WHBench: Evaluating Frontier LLMs with Expert-in-the-Loop Validation on Women’s Health Topics
In recent years, large language models (LLMs) have gained prominence for their application in medical guidance. However, the evaluation of these models in the context of women’s health has remained significantly underexplored. Addressing this critical gap, researchers have introduced the Women’s Health Benchmark (WHBench), an evaluation suite meticulously designed to assess LLMs on various women’s health topics.
Understanding WHBench
The WHBench comprises 47 expert-crafted scenarios that encompass 10 key topics in women’s health. The primary aim of this benchmark is to uncover clinically meaningful failure modes that may arise when LLMs are deployed in real-world settings. These failure modes include:
- Outdated clinical guidelines
- Unsafe omissions of critical information
- Dosing errors that could impact patient safety
- Equity-related blind spots that may affect marginalized groups
Evaluation Methodology
To conduct a comprehensive assessment, the WHBench employs a rigorous 23-criterion rubric. This rubric evaluates models on various parameters, including:
- Clinical accuracy
- Completeness of information
- Safety of recommendations
- Quality of communication
- Adherence to instructions
- Equity considerations
- Handling of uncertainty
- Guideline adherence
To ensure that safety concerns are prioritized, the evaluation process includes safety-weighted penalties and recalculation of scores on the server side.
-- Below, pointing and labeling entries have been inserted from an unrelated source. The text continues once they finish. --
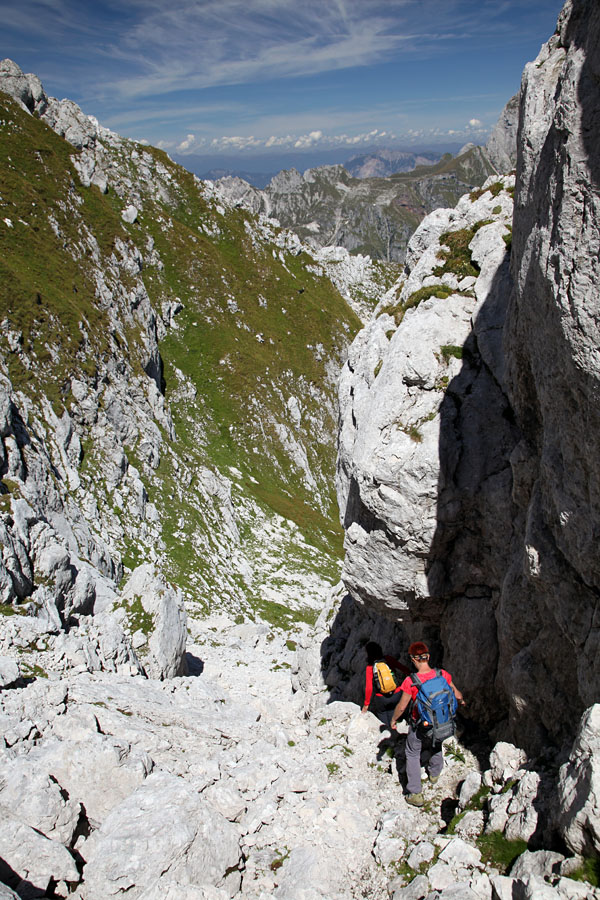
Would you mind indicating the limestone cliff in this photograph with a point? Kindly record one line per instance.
(375, 216)
(468, 474)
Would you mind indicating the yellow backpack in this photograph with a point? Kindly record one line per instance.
(383, 677)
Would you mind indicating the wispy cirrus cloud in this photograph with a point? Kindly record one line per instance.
(276, 73)
(471, 131)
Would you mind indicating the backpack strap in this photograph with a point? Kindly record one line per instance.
(413, 703)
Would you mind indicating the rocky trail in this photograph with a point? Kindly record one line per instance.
(241, 780)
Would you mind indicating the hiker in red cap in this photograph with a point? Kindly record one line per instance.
(417, 737)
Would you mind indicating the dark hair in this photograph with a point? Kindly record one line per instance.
(374, 652)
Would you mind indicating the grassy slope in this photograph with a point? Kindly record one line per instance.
(212, 259)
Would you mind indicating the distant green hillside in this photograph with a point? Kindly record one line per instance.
(372, 216)
(250, 343)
Findings from the Evaluation
The benchmark has been utilized to evaluate 22 different models, leading to an extensive analysis of 3,102 attempted responses, of which 3,100 were scored. The results revealed that no model achieved a mean performance exceeding 75 percent, with the highest-performing model reaching only 72.1 percent. This indicates a pressing need for improvement in the application of LLMs in the field of women’s health.
Furthermore, even the top-performing models demonstrated low fully correct response rates and significant variation in harm rates. The evaluation results underscored the necessity for expert involvement in the clinical deployment of these models to ensure patient safety.
Implications for Future AI Development
The inter-rater reliability observed in the study was moderate at the response label level, yet high for model ranking. This suggests that WHBench can serve as a valuable tool for comparative evaluation of systems while emphasizing the importance of expert oversight. The ultimate goal of WHBench is to provide a publicly accessible, failure-mode-aware benchmark that can help track the development of safer and more equitable AI solutions in women’s health.
As the field of AI in medicine continues to evolve, benchmarks like WHBench are essential to ensure that advancements serve all populations equitably and safely. Through rigorous evaluation and expert involvement, the aim is to enhance the quality of medical guidance provided by AI systems, particularly in the critical area of women’s health.